Prepare files for import (Copying files out of fedora data dir to useable locations)

  1. Get Francesco to update fcrepo.binary.directory with latest dump of files
  2. Create a hash of file checksums to filenames:
files_hash = {}
# Don't include file sets that don't have a depositor because they're blank (and don't have titles or checksums)
response = ActiveFedora.solr.conn.get 'select', params: { q: 'has_model_ssim:FileSet AND depositor_ssim:[* TO *] AND digest_ssim:[* TO *]', fl: ["id", "digest_ssim", "title_tesim"], rows: 100000 }
response["response"]["docs"].map do |d|
  hash = d["digest_ssim"].first.split(':').last
  files_hash[hash] ||= []
  files_hash[hash] += [d["title_tesim"].first]
end
outfile = File.new('/tmp/files_hash.txt', 'w+')
outfile.puts files_hash
outfile.close
  1. Download this hash: kubectl --namespace pac-r-one cp <pod-name>:/tmp/files_hash.txt ./files_hash.<date>.txt
  2. Compare this with the previous hash and find only the new items
  3. Create gsutil commands for copying/renaming:
def pair_tree
  [str.slice(0,2), str.slice(2,2), str.slice(4,2)].join('/')
end

infile = File.open('files_hash.txt')
outfile = File.open('gsutil_commands', 'w+')
lines = infile.readlines
lines.each do |line|
  parts = line.split(',')
  hash = parts[0]
  parts[1..].each do |f| 
    outfile.puts "echo gsutil cp gs://us-statictenant-chris-import/fcrepo.binary.directory/#{pair_tree(hash)}/#{hash} \"gs://us-statictenant-chris-import/#{f.strip}\""
    outfile.puts "gsutil cp gs://us-statictenant-chris-import/fcrepo.binary.directory/#{pair_tree(hash)}/#{hash} \"gs://us-statictenant-chris-import/#{f.strip}\""
  end
end
outfile.close
  1. Run and capture output: bash gsutil_commands > gsutil_commands.log
  2. Don't forget to make blank files for any empty rows

Copy users

  1. Dump important user information from Hyku1:
user_array = User.all.collect {|u| { id: u.id, email: u.email, display_name: u.display_name } }
  1. Load user_array into new Hyku, generating new passwords:
users = File.readlines('/tmp/users.txt').map(&:strip!)
user_array = users.map {|u| eval(u) }
user_array.reject {|u| u[:email].in?
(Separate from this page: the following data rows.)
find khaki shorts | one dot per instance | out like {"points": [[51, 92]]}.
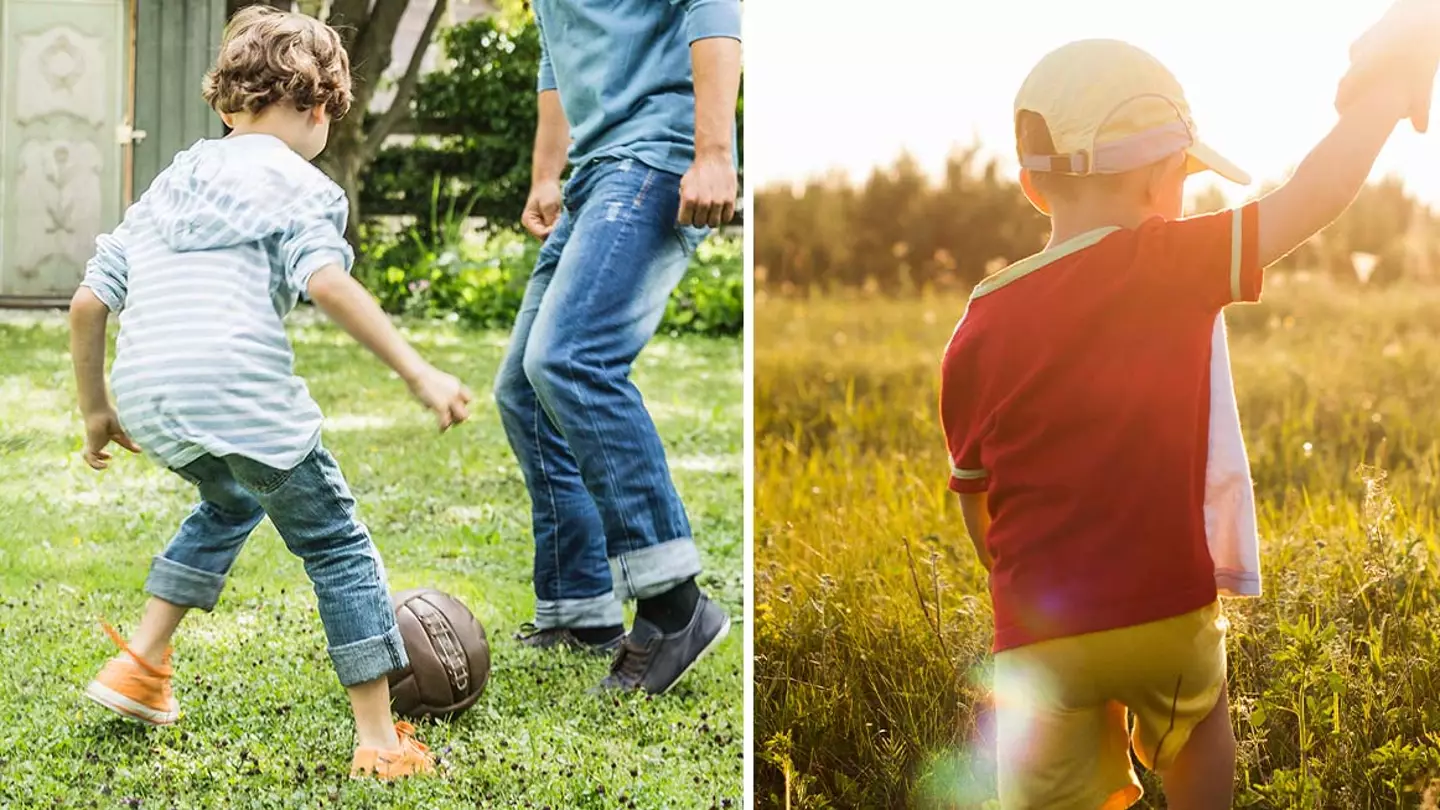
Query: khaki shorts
{"points": [[1062, 705]]}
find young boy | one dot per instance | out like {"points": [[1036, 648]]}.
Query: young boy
{"points": [[1076, 402], [202, 271]]}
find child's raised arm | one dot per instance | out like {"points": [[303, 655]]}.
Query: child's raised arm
{"points": [[350, 306], [102, 290], [1329, 177]]}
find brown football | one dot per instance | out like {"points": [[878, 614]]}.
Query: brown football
{"points": [[450, 656]]}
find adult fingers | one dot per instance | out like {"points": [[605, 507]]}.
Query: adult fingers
{"points": [[532, 222], [1420, 116], [687, 208], [460, 412]]}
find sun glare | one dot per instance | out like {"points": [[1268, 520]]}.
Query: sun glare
{"points": [[853, 90]]}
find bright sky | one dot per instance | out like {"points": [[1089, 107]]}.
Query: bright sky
{"points": [[847, 84]]}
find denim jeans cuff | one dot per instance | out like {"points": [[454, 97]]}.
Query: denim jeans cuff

User.pluck(:email) }.each do |u|
  User.create!(id: u[:id], email: u[:email], display_name: u[:display_name], password: Devise.friendly_token.first(8)) unless User.exists?(u[:id])
end

Copy Admin Sets

  1. Dump important admin set information (id, title) from Hyku 1:
admin_set_array = ActiveFedora::SolrService.get('has_model_ssim:AdminSet', fl: [:id, 'title_tesim'], rows: 1000)['response']['docs'] 
  1. Load any new admin sets into new Hyku:
admin_set_array = File.readlines('/tmp/admin_sets.txt').map(&:strip).map {|l| eval(l) }
Hyrax::Workflow::WorkflowImporter.load_workflows
admin_set_id = AdminSet.find_or_create_default_admin_set_id
AdminSet.find(admin_set_id).update_index
#Skip the default admin set since it already exists
admin_set_array.slice(1..).each do |a| 
  Hyrax::AdminSetCreateService.call(admin_set: AdminSet.new(id: a['id'], title: a['title_tesim']), creating_user: nil)
end

Copy Collections

  1. Dump important collection information (id, title, description, visibility) from Hyku 1:
ActiveFedora::SolrService.get('has_model_ssim:Collection', fl: ['id', 'title_tesim', 'description_tesim', 'visibility_ssi'], rows: 1000)['response']['docs']
  1. Load any new collections into new Hyku:
collection_array = File.readlines('/tmp/collections.txt').map(&:strip).map {|l| eval(l) }
collection_type = Hyrax::CollectionType.first
user = User.find_by(email: "elisa.barrett@ubiquitypress.com")
collection_array.each do |ca|
  c = Collection.new({id: ca['id'], title: ca['title_tesim'], description: ca['description_tesim'], visibility: ca['visibility_ssi'], collection_type: collection_type})
  c.apply_depositor_metadata("elisa.barrett@ubiquitypress.com")
  c.save
  Hyrax::Collections::PermissionsCreateService.create_default(collection: c, creating_user: user)
end

Run the migration!

  1. Export from Pacific Live (full database, NewsClipping, and TextWork)
  2. Tranform exports to prepare them for import:
bundle exec rails r bin/transform_export_batch.rb -i ~/Downloads/all_database.20210412.csv -o ~/Downloads/all_database.20210412.mod.csv
bundle exec rails r bin/transform_export_batch.rb -i ~/Downloads/news_clipping.20210412.csv -o ~/Downloads/news_clipping.20210412.mod.csv
bundle exec rails r bin/transform_export_batch.rb -i ~/Downloads/text_work.20210412.csv -o ~/Downloads/text_work.20210412.mod.csv
  1. Import these

Post-migration data cleanup

  1. Gather important information about files from the old server:
AccountElevator.switch!(Account.find_by(name: 'live').cname)
ids = File.readlines('/tmp/ids.txt').map(&:strip)
mapping = ids.collect do |id|
  doc = ActiveFedora::SolrService.get("id:#{id}", fl: [:id, :hasRelatedMediaFragment_ssim, :hasRelatedImage_ssim, :file_set_ids_ssim])['response']['docs'][0]
  fs_docs = []
  fs_docs = ActiveFedora::SolrService.get("id:(#{doc['file_set_ids_ssim'].join(" OR ")})", rows:1000, fl: [:id, :label_ssi, :description_tesim, :visibility_ssi, :date_uploaded_dtsi, :visibility_during_embargo_ssim, :visibility_after_embargo_ssim, :embargo_release_date_dtsi, :embargo_history_ssim])['response']['docs'] if doc['file_set_ids_ssim'].present?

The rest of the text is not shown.